Maureen McHugh has some new stories coming up (or at least one in Ellen Datlow’s Del Rey Books of Science Fiction and Fantasy) and maybe she’s working on a novel in between more of those computer game/operas she’s working on. Catch up with her in a Locus interview.

Updated the KGB Fantastic Fiction Reading Series page with some upcoming readers. Yes, you will need to go to the page to see who. Ooh! Unless, of course, it is you, Michael Swanwick or David Keck who is reading this. Some of these readers are more firmly booked than others.

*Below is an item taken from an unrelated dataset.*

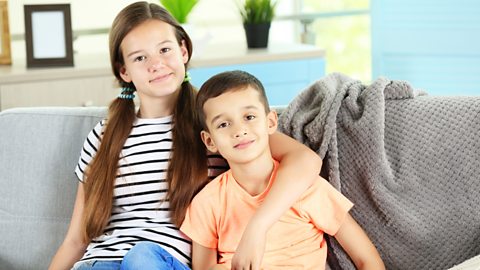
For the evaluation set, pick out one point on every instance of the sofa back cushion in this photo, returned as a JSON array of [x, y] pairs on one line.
[[39, 149]]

Since we just finished the selections for the next Year’s Best Fantasy & Horror now seemed like a good time to update the page a little. Not much. There really are ghostly gremlins working away to make the site better so until then, hodge and podge are the breakfast, elevensies, lunch, threesies, nibbles, dinner, supper, and midnight feast around here.



The Year’s Best No. 20

Tue 11 Dec 2007 - Filed under: Not a Journal., | Leave a Comment| Posted by: Gavin

ybfh20.JPGCome ye to pre-industrial pastoral hills and villages where ye cheese and bread eaters mix with the ale swillers and fight ye evil orcs. Yea, verily, tis time to till the soils and put forth magick into ye lande (and also all ye e’s missing from A Void) in ye name of Ye Annum’s Superlative Phantasies & Politicians.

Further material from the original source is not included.